ウクライナ侵攻を続けるプーチン大統領に衝撃が走った。首都モスクワ郊外のクラスノゴルスクにあるコンサートホールで3月22日夜、迷彩服を着用した男たちがホール内に押し入り、現場にいた6000人あまりの観客らに向けて自動小銃を無差別に乱射し、これまでに140人以上が死亡した。
事件後、2010年代半ばごろにテロの猛威で世界を震撼させたあのイスラム国が犯行声明を出した。イスラム国はシリアとイラクで一時広大な領域(英国の国土に匹敵するほど)を実行支配していたが、2020年ごろには領域支配を喪失し、近年は目立ったテロは起こしていない。しかし、今回のテロではアフガニスタンを拠点とするイスラム国ホラサン州という地域支部の犯行が強く指摘され、国際社会は再びイスラム国の脅威に直面することになった。
この事件は、プーチン大統領にとっては大きな痛手となった。3月の大統領選挙では5選を果たし、国民からの政治的お墨付きを得たということで、今後ウクライナ侵攻をいっそう加速化させていこうとする最中に発生し、国内治安の脆弱性を内外に露呈することになった。

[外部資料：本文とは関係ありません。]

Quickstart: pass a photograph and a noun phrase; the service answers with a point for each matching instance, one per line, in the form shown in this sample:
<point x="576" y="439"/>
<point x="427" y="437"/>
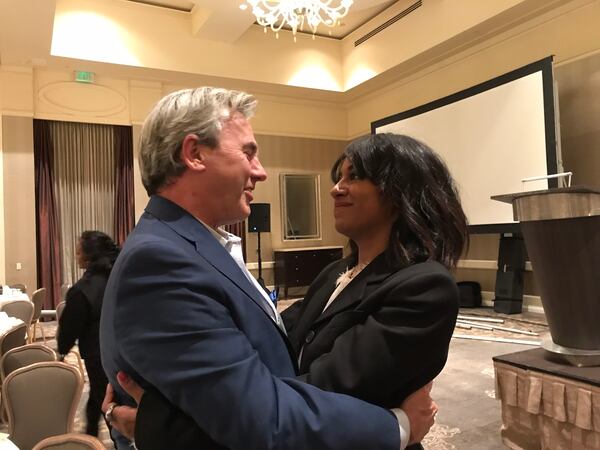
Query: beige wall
<point x="281" y="154"/>
<point x="570" y="35"/>
<point x="19" y="201"/>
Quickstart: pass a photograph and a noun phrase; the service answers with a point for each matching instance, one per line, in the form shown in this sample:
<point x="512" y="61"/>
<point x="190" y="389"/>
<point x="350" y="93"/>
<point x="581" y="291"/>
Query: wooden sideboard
<point x="295" y="267"/>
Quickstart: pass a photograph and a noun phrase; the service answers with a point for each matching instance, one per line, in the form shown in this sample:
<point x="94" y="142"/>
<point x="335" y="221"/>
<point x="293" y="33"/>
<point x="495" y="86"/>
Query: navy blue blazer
<point x="182" y="319"/>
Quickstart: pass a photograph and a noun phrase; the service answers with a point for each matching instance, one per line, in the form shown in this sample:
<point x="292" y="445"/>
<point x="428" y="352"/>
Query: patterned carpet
<point x="469" y="417"/>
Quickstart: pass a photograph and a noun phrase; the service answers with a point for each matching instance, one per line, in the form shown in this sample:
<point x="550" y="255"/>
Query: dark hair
<point x="99" y="250"/>
<point x="430" y="224"/>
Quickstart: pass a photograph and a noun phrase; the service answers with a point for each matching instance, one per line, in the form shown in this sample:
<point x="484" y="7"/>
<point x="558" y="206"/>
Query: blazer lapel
<point x="317" y="296"/>
<point x="359" y="288"/>
<point x="207" y="247"/>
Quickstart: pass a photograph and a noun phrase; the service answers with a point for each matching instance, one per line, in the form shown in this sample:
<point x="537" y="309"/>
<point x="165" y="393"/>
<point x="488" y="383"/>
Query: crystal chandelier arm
<point x="294" y="13"/>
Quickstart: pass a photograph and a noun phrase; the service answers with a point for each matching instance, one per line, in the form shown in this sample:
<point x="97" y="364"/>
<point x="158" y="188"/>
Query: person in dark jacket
<point x="377" y="324"/>
<point x="96" y="253"/>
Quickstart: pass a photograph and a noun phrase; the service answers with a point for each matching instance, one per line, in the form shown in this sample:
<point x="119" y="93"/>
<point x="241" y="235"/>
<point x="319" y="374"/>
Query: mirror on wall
<point x="300" y="206"/>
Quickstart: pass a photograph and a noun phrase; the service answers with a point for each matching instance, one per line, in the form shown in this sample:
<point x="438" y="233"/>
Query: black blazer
<point x="80" y="319"/>
<point x="386" y="335"/>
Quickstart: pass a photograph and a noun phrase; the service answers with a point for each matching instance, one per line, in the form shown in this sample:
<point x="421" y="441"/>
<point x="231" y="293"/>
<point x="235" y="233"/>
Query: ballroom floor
<point x="469" y="415"/>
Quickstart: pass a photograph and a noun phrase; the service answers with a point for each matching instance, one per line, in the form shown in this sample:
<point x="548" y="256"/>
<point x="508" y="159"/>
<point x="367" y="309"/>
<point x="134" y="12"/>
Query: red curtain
<point x="49" y="268"/>
<point x="124" y="198"/>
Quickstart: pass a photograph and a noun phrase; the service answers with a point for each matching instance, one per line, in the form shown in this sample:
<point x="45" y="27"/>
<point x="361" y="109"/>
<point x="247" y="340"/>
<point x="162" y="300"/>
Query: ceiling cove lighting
<point x="275" y="14"/>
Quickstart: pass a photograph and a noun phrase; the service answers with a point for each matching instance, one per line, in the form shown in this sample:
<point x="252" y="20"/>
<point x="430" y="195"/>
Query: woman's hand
<point x="122" y="417"/>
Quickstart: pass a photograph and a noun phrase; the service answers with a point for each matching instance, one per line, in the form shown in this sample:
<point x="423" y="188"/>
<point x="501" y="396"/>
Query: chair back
<point x="38" y="298"/>
<point x="59" y="309"/>
<point x="70" y="441"/>
<point x="19" y="286"/>
<point x="24" y="356"/>
<point x="15" y="337"/>
<point x="20" y="309"/>
<point x="36" y="412"/>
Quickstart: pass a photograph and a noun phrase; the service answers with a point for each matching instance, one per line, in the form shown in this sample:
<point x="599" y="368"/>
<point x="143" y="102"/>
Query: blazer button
<point x="309" y="337"/>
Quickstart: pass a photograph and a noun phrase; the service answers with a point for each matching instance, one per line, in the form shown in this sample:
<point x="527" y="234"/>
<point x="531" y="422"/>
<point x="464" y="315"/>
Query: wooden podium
<point x="561" y="228"/>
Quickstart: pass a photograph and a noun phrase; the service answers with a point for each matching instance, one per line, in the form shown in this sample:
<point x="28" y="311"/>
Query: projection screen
<point x="491" y="136"/>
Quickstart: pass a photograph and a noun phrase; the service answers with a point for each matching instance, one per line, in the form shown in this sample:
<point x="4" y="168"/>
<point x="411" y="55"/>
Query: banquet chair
<point x="20" y="357"/>
<point x="64" y="288"/>
<point x="15" y="337"/>
<point x="59" y="309"/>
<point x="36" y="412"/>
<point x="70" y="441"/>
<point x="25" y="355"/>
<point x="37" y="298"/>
<point x="20" y="309"/>
<point x="19" y="286"/>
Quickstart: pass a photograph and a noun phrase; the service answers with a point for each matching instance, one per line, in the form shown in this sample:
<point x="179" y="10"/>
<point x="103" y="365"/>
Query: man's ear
<point x="192" y="153"/>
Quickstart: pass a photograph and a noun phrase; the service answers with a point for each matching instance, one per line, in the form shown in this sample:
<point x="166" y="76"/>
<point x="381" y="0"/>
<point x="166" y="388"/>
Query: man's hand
<point x="421" y="411"/>
<point x="123" y="417"/>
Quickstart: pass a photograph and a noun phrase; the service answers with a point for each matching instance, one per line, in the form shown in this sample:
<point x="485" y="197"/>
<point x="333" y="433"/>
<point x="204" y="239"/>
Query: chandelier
<point x="275" y="14"/>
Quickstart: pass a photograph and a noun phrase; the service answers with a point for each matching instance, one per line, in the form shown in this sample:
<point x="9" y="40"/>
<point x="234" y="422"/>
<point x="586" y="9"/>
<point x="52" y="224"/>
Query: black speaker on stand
<point x="260" y="221"/>
<point x="512" y="255"/>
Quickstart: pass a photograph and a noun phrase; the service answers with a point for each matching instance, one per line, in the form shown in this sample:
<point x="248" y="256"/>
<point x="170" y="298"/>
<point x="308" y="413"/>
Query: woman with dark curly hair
<point x="377" y="324"/>
<point x="96" y="253"/>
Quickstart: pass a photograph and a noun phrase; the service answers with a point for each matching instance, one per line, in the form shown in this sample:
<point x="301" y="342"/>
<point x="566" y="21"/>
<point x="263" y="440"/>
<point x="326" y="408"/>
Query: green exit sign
<point x="84" y="77"/>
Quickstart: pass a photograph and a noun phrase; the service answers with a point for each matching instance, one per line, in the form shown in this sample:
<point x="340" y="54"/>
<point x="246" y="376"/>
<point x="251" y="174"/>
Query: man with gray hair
<point x="185" y="319"/>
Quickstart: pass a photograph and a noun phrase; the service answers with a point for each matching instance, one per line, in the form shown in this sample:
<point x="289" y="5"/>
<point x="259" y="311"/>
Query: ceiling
<point x="215" y="42"/>
<point x="226" y="14"/>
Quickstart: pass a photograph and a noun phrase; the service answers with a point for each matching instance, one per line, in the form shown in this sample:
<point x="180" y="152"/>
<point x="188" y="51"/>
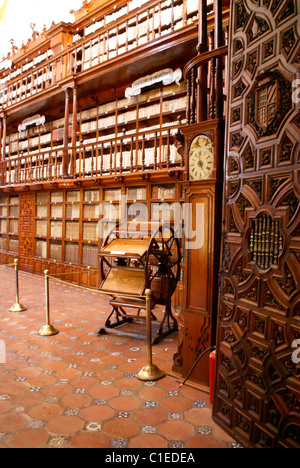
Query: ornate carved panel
<point x="257" y="376"/>
<point x="26" y="229"/>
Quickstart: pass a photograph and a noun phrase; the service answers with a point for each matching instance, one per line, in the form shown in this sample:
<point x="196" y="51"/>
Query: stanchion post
<point x="150" y="371"/>
<point x="17" y="307"/>
<point x="47" y="329"/>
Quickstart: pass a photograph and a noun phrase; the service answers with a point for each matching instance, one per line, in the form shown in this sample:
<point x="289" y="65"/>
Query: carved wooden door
<point x="257" y="363"/>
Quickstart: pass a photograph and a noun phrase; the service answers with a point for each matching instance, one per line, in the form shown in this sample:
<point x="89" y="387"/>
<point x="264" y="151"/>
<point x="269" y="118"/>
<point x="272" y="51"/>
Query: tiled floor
<point x="77" y="389"/>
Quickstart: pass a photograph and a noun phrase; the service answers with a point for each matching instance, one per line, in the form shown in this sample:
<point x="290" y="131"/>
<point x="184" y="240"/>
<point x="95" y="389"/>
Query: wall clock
<point x="201" y="158"/>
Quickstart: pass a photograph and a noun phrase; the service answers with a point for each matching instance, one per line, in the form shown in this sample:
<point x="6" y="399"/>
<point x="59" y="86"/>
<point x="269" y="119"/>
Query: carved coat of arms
<point x="266" y="102"/>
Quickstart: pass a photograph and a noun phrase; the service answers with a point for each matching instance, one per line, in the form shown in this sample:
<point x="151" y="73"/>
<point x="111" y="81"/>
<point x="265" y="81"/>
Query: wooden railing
<point x="135" y="154"/>
<point x="157" y="19"/>
<point x="214" y="88"/>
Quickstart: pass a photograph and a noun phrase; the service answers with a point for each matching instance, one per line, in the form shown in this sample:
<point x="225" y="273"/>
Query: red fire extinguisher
<point x="212" y="360"/>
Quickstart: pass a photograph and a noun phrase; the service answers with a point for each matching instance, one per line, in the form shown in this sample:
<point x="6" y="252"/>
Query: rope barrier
<point x="129" y="296"/>
<point x="149" y="372"/>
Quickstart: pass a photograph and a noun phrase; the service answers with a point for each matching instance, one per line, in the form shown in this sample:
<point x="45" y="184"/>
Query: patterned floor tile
<point x="79" y="389"/>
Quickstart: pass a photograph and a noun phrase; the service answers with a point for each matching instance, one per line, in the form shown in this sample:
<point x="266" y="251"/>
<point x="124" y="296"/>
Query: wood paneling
<point x="257" y="378"/>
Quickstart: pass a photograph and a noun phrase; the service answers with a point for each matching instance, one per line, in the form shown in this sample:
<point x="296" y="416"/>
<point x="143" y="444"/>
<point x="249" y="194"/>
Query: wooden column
<point x="74" y="132"/>
<point x="219" y="62"/>
<point x="66" y="134"/>
<point x="3" y="137"/>
<point x="1" y="165"/>
<point x="3" y="149"/>
<point x="202" y="74"/>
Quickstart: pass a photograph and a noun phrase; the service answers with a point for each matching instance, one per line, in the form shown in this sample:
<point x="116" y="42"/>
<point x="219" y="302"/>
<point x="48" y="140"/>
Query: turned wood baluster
<point x="101" y="160"/>
<point x="203" y="70"/>
<point x="143" y="152"/>
<point x="212" y="78"/>
<point x="155" y="151"/>
<point x="184" y="12"/>
<point x="66" y="135"/>
<point x="43" y="167"/>
<point x="159" y="20"/>
<point x="193" y="96"/>
<point x="83" y="162"/>
<point x="131" y="154"/>
<point x="110" y="158"/>
<point x="148" y="24"/>
<point x="121" y="156"/>
<point x="92" y="161"/>
<point x="126" y="34"/>
<point x="56" y="166"/>
<point x="168" y="148"/>
<point x="188" y="110"/>
<point x="219" y="61"/>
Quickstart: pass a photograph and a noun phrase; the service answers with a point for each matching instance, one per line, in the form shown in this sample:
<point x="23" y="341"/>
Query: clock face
<point x="201" y="158"/>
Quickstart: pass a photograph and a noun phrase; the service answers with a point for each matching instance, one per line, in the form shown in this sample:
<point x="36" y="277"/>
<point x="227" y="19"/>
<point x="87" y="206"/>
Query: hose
<point x="195" y="364"/>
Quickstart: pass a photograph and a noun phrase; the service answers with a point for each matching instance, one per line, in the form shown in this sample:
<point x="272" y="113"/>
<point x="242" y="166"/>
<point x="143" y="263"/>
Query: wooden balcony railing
<point x="137" y="28"/>
<point x="135" y="154"/>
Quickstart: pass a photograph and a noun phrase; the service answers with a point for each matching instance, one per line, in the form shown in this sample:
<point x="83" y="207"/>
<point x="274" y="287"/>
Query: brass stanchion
<point x="17" y="307"/>
<point x="150" y="371"/>
<point x="47" y="329"/>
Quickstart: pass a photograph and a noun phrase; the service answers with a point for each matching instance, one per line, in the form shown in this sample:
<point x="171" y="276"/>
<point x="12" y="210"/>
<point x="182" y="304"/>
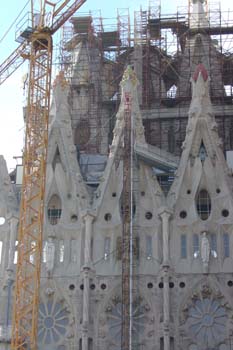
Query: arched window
<point x="195" y="245"/>
<point x="203" y="204"/>
<point x="226" y="245"/>
<point x="54" y="209"/>
<point x="183" y="246"/>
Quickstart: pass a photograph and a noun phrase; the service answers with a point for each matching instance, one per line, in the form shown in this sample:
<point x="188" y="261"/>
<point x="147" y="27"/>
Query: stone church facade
<point x="182" y="232"/>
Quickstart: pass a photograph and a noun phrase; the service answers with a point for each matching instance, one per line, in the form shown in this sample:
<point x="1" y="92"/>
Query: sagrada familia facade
<point x="182" y="222"/>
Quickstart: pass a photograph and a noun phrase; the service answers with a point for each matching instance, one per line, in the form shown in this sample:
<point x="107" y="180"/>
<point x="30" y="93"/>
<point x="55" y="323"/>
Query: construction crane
<point x="37" y="47"/>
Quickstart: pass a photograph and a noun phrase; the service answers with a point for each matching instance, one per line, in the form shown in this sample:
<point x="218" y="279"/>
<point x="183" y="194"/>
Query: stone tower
<point x="181" y="218"/>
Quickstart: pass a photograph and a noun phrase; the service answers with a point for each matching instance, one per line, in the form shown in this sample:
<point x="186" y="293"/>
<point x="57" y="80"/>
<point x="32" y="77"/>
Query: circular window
<point x="2" y="220"/>
<point x="183" y="214"/>
<point x="73" y="218"/>
<point x="182" y="284"/>
<point x="203" y="204"/>
<point x="206" y="322"/>
<point x="148" y="215"/>
<point x="171" y="285"/>
<point x="107" y="217"/>
<point x="52" y="323"/>
<point x="225" y="213"/>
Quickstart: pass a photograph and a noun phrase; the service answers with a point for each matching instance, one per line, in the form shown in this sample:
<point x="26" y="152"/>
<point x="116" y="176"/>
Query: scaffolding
<point x="164" y="50"/>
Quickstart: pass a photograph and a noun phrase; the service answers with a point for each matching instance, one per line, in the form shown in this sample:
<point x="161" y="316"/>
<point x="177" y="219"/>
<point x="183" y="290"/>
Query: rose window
<point x="53" y="322"/>
<point x="114" y="320"/>
<point x="206" y="322"/>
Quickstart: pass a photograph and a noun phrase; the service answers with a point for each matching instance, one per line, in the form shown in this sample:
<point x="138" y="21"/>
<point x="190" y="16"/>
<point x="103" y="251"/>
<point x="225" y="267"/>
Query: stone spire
<point x="198" y="16"/>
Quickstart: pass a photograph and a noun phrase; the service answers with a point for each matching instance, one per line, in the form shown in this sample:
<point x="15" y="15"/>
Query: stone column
<point x="88" y="219"/>
<point x="165" y="215"/>
<point x="13" y="235"/>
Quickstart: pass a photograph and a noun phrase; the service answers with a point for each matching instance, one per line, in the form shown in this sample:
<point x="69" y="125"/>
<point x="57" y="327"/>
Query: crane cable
<point x="8" y="30"/>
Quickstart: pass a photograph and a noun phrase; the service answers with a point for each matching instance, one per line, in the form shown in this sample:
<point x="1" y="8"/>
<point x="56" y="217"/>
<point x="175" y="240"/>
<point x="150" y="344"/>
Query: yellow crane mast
<point x="25" y="311"/>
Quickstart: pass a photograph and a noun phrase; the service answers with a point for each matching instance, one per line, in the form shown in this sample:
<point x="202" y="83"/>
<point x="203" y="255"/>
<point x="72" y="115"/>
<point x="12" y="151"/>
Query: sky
<point x="12" y="92"/>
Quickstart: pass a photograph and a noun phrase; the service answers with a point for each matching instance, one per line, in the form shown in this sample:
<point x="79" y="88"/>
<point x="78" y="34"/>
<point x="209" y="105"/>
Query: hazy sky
<point x="12" y="94"/>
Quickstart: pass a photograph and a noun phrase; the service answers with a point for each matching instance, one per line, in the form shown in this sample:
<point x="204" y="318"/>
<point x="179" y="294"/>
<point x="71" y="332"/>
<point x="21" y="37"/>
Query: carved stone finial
<point x="200" y="70"/>
<point x="129" y="74"/>
<point x="60" y="80"/>
<point x="205" y="251"/>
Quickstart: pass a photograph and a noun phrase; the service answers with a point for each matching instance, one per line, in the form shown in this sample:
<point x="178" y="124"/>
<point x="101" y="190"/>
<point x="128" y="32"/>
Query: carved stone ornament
<point x="205" y="318"/>
<point x="111" y="319"/>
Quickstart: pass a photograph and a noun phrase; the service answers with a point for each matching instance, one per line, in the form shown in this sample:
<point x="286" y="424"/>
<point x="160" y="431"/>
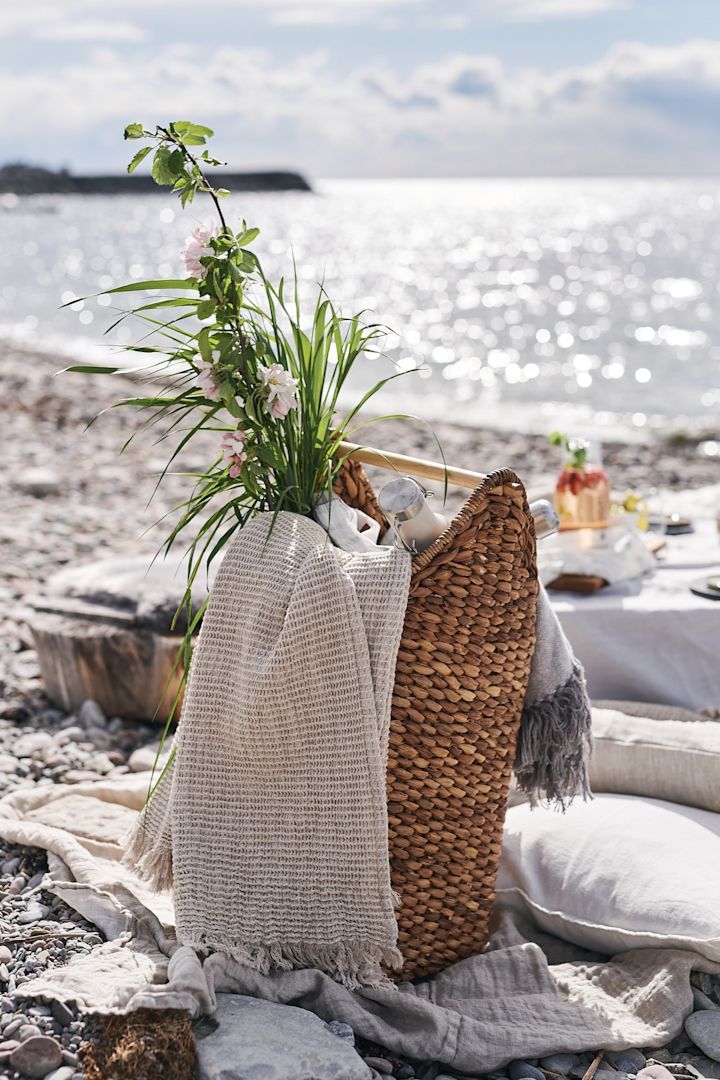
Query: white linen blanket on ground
<point x="506" y="1003"/>
<point x="271" y="821"/>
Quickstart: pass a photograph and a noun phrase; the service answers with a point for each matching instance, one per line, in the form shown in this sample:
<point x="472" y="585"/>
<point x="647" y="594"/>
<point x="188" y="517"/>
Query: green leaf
<point x="92" y="369"/>
<point x="140" y="156"/>
<point x="164" y="169"/>
<point x="247" y="237"/>
<point x="176" y="162"/>
<point x="204" y="345"/>
<point x="138" y="286"/>
<point x="184" y="127"/>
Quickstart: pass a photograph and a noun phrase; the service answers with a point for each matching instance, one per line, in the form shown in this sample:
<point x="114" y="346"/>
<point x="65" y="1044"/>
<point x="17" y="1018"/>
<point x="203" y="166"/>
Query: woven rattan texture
<point x="461" y="677"/>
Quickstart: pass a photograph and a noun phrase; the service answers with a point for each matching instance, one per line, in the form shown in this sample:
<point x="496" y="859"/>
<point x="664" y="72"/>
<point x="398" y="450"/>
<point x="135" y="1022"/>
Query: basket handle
<point x="413" y="467"/>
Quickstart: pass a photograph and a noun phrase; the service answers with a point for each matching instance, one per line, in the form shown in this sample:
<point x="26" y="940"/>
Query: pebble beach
<point x="69" y="496"/>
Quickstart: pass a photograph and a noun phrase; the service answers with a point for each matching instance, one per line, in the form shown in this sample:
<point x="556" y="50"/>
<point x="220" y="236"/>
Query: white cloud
<point x="89" y="30"/>
<point x="530" y="10"/>
<point x="106" y="19"/>
<point x="639" y="109"/>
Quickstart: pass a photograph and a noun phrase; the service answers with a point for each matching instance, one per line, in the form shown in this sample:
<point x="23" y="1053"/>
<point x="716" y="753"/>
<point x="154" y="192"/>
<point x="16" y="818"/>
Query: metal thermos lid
<point x="403" y="498"/>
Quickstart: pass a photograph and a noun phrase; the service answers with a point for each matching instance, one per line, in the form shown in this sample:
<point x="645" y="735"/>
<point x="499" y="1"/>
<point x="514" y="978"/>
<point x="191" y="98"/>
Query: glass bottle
<point x="582" y="493"/>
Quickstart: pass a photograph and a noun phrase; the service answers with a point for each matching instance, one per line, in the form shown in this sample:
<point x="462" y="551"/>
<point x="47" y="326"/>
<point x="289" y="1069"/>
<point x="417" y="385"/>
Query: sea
<point x="526" y="304"/>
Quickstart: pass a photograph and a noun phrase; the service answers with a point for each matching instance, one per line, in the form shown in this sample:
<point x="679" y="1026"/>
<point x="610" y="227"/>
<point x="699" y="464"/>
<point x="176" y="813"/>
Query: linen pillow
<point x="616" y="873"/>
<point x="675" y="758"/>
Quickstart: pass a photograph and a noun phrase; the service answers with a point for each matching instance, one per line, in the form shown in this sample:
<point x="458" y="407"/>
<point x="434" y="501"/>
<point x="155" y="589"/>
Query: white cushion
<point x="671" y="755"/>
<point x="616" y="873"/>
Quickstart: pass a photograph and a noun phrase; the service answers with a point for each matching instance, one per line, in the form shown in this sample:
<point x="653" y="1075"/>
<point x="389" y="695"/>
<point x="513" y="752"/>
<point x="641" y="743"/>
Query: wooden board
<point x="583" y="583"/>
<point x="127" y="672"/>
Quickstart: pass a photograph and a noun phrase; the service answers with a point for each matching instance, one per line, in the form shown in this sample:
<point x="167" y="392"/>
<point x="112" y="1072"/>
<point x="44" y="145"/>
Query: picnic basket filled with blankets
<point x="340" y="772"/>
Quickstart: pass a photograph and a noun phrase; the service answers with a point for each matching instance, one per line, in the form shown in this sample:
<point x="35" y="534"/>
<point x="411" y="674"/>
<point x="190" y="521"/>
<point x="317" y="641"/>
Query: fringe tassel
<point x="555" y="744"/>
<point x="151" y="861"/>
<point x="354" y="966"/>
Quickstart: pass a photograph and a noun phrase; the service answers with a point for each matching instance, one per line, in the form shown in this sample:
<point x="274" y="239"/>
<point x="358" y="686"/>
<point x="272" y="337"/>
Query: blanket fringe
<point x="151" y="861"/>
<point x="354" y="966"/>
<point x="555" y="744"/>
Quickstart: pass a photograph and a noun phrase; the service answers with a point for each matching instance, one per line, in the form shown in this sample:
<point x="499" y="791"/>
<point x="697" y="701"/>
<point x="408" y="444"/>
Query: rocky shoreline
<point x="68" y="496"/>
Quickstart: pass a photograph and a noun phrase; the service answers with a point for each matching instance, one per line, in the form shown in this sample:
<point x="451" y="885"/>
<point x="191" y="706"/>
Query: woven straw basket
<point x="461" y="677"/>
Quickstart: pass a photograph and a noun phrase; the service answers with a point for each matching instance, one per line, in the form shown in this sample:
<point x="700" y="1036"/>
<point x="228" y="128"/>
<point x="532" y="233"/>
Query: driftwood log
<point x="86" y="651"/>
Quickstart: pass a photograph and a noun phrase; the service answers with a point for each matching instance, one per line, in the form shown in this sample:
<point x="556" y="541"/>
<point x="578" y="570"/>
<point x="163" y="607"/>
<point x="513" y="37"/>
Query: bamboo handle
<point x="416" y="467"/>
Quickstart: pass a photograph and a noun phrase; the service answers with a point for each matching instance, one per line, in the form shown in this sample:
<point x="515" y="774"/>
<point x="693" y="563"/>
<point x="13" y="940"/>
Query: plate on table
<point x="708" y="586"/>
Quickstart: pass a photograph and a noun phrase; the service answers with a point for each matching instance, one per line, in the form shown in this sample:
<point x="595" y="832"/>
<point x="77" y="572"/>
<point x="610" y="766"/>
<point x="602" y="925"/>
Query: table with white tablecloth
<point x="652" y="638"/>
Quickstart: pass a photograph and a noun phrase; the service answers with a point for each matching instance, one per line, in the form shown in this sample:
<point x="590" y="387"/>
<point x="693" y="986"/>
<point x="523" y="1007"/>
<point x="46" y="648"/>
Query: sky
<point x="370" y="88"/>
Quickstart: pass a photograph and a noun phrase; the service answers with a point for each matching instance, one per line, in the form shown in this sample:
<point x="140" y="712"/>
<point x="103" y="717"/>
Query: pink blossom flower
<point x="206" y="380"/>
<point x="233" y="451"/>
<point x="197" y="246"/>
<point x="281" y="388"/>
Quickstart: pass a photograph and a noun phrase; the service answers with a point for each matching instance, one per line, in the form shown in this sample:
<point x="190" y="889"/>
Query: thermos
<point x="415" y="525"/>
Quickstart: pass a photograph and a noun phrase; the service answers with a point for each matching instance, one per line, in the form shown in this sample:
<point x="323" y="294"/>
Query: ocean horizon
<point x="586" y="302"/>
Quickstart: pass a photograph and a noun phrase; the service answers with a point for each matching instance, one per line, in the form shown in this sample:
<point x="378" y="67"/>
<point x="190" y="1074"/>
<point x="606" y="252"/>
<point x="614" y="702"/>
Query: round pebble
<point x="560" y="1063"/>
<point x="704" y="1029"/>
<point x="65" y="1072"/>
<point x="380" y="1065"/>
<point x="342" y="1030"/>
<point x="37" y="1056"/>
<point x="627" y="1061"/>
<point x="62" y="1013"/>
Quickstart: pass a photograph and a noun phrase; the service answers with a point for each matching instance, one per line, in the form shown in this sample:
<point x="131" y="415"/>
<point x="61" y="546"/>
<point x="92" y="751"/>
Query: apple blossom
<point x="233" y="451"/>
<point x="197" y="246"/>
<point x="281" y="389"/>
<point x="206" y="380"/>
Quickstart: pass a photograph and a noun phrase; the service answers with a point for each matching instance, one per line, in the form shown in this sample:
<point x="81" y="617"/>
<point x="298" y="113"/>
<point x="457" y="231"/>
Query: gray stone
<point x="380" y="1065"/>
<point x="80" y="775"/>
<point x="627" y="1061"/>
<point x="342" y="1030"/>
<point x="260" y="1040"/>
<point x="62" y="1013"/>
<point x="34" y="913"/>
<point x="704" y="1029"/>
<point x="32" y="743"/>
<point x="69" y="734"/>
<point x="702" y="1064"/>
<point x="654" y="1072"/>
<point x="37" y="1056"/>
<point x="27" y="1031"/>
<point x="561" y="1063"/>
<point x="522" y="1070"/>
<point x="65" y="1072"/>
<point x="91" y="715"/>
<point x="702" y="1001"/>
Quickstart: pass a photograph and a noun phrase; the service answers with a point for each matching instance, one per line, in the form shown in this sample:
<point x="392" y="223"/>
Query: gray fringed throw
<point x="271" y="822"/>
<point x="555" y="744"/>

米国は事前に、ロシアに対してテロに注意するよう喚起していたというが、その中でテロを防げなかったことで、今後国民のプーチン政権への不満や怒りが高まる可能性もある。また、プーチン大統領は未だにウクライナの関与を指摘しているが、当然のごとくウクライナが関与しているわけでなく、これはプーチン政権への批判を交わし、ウクライナ侵攻を正当化するためのロジックでしかない。
では、なぜロシアは今回狙われたのか。イスラム国やイスラム過激派というと米国や欧州、イスラエルなどを第一の標的にしているようにも映るが、ロシアの優先順位は決して低くないのだ。
まず、イスラム国がシリアとイラクで領域を実効支配していた当時、ロシアはイスラム国と敵対するシリアのアサド政権を軍事的に支援し、ロシア自体もシリアにプレゼンスを強化。イスラム国に対する空爆などを行っていた。
また、ロシアは近年ニジェールやマリ、ブルキナファソなどアフリカへ軍事的な影響力を拡大。ロシアの民間軍事会社ワグネルが現地の軍事政権を支援し、現地で活動するイスラム国系武装勢力と対立関係にある。
さらに、プーチン政権は長年、ロシア南部チェチェンやダゲスタン、イングーシを拠点とするイスラム過激派への軍事的な締め付けを続けているが、プーチン政権を敵視するこのイスラム過激派の中からも多くの戦闘員がイスラム国に流入しており、もともとイスラム国はロシアを敵視していたと言える。
今回のテロに関与したとされるイスラム国ホラサン州は、拠点とするアフガニスタンでもロシア大使館を攻撃し、ロシア人2人が亡くなったことがある。今後、ウクライナ戦争と並行して、プーチン大統領はテロとの戦いを余儀なくされる可能性もあろう。